Theory and Method in Contemporary Interpretations of the Market Process

Solomon Stein

Advisor: Peter J Boettke, PhD, Department of Economics

Committee Members: Christopher J. Coyne, Virgil H. Storr

Enterprise Hall, #318
April 06, 2015, 01:00 PM to 10:00 AM

Abstract:

One of the central elements of the contemporary Austrian School, usually taken to begin with the South Royalton conference, has been extension and critical examination of the theory of the market process. One theme of those investigations has been trying to understand the nature and significance of individual subjective experiences of the operations of the market process. First, are these experiences important to understanding the market process at all? If so, what are the mechanisms by which they enter into the operation of market activity, and what might be the general content of those experiences? How do any of these factors relate to the theories of the market found in Mises, Hayek, or Kirzner, and why, contrary to the standard Whig approach of economics, should we be concerned with those relationships? The three chapters here explore some elements of each theme.

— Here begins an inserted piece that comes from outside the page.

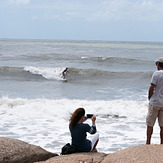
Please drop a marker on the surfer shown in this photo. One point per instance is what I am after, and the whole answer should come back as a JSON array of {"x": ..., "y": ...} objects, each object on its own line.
[
  {"x": 155, "y": 96},
  {"x": 64, "y": 73}
]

The first chapter, “Alertness and Interpretation: Kirznerian Entrepreneurship and Culture Reconsidered,” examines the literature on the impact of actors’ cultural framework on their faculty of entrepreneurial alertness, and tries to contribute to the advancement of the project of understanding the cultural influences on the market process. Specifically, I argue that while the current work that tries to incorporate the cultural context in which real-world entrepreneurial behavior takes places has a productive understanding of alertness as channeled or filtered by that context, treating this filtering as the primary element of that interaction stops too short, and overlooks the importance of the process by which entrepreneurs select from the myriad technologically possible ways to exploit the disequilibrium situation they encounter.

The second chapter, “The Personal Nature of the Market,” begins from a fragment contained in Max Weber’s Economy and Society to motivate a discussion of the way individuals experience the market process, in which Weber claims that the market is a fundamentally impersonal force in social relations. This chapter challenges this claim, arguing that rather than a space where little is discussed other than prices and quantities, the market is an important area of human social interaction which is experienced by participants as potentially personal, and seeks to identify a few candidate mechanisms by which this occurs. Drawing upon studies of the sociology of consumption, potential mechanisms identified include the personal relationships formed by ongoing service transactions, and the personalization by consumers of their relationships with product brands.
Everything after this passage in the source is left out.